O modelo proposto simula os efeitos de choques externos sobre a política monetária em economias periféricas, sustentando que o espaço de atuação estatal é condicionado por duas restrições: a tradicional, vinculada ao balanço de pagamentos, e outra relacionada ao piso de juros necessário para evitar pressões de depreciação cambial e instabilidade financeira.

 

“Em economias periféricas como a brasileira, o piso de juros marca o limite a partir do qual novos cortes elevam o risco de uma depreciação cambial acentuada, com efeitos contrários aos objetivos da política monetária. Embora o Banco Central possa tecnicamente reduzir a Selic abaixo desse patamar, isso tende a acelerar a saída de capitais e pressionar a inflação importada, anulando o estímulo inicialmente desejado”, explica Nathalie Tellez Marins. “Esse limite, porém, não é fixo — pode ser ampliado com políticas cambiais, acumulação de reservas e medidas que reduzam a vulnerabilidade externa.” 

 

Na categoria Mestrado, Lucas Prata Feres venceu com a dissertação "O trabalho no tempo da financeirização", orientada pelo Prof. Dr. Hugo Miguel Oliveira Rodrigues Dias e coorientada pelo Prof. Dr. Alex Wilhans Antonio Palludeto. A pesquisa parte de um diagnóstico histórico que relaciona o esgotamento do modelo fordista-keynesiano à ascensão da racionalidade financeira, e propõe que a financeirização — entendida como o predomínio do capital fictício sobre formas tradicionais de valorização — reconfigura a dinâmica do trabalho, não apenas por meio da precarização, mas ao subsumir o trabalho à lógica dos mercados financeiros.

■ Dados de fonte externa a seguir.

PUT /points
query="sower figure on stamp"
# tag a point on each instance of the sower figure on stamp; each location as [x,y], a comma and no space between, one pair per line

A dissertação é composta por três blocos. O primeiro reconstrói o processo de financeirização com foco no caso norte-americano. O segundo aprofunda esse fenômeno à luz da tradição marxista, destacando o papel das finanças nas decisões corporativas. O terceiro capítulo articula duas abordagens críticas — a Teoria do Processo de Trabalho e o Operaísmo italiano — para analisar mecanismos contemporâneos de controle, intensificação e fragmentação do tempo de trabalho.

 

“A ideia de trabalho fractalizado ajuda a compreender esse cenário: o tempo de trabalho deixa de ser contínuo e se fragmenta em pequenas parcelas distribuídas por algoritmos, como vemos em aplicativos de entrega. O vínculo se torna opaco e incerto, deslocando a relação entre jornada e salário do horizonte das garantias sociais”, afirma Lucas Prata Feres.

 

Embora com focos distintos, os dois trabalhos convergem ao problematizar os limites impostos à ação econômica dos Estados e a reorganização das relações de trabalho em um contexto de financeirização global. A tese de Nathalie reposiciona o debate sobre autonomia monetária em economias periféricas a partir da ideia de uma restrição externa múltipla. A dissertação de Lucas interpreta a financeirização como uma nova forma de comando sobre o trabalho, com efeitos diretos sobre a jornada, a disciplina e o tempo social.

O Prêmio BNDES de Economia reconhece pesquisas inéditas com relevância para o desenvolvimento brasileiro e a reflexão crítica sobre a política econômica. Os trabalhos premiados serão publicados em acesso aberto pelo próprio banco de desenvolvimento. A premiação reafirma o papel estratégico da universidade pública na produção de conhecimento comprometido com a análise dosimpasses estruturais do capitalismo e suas repercussões sobre a política e o mundo do trabalho.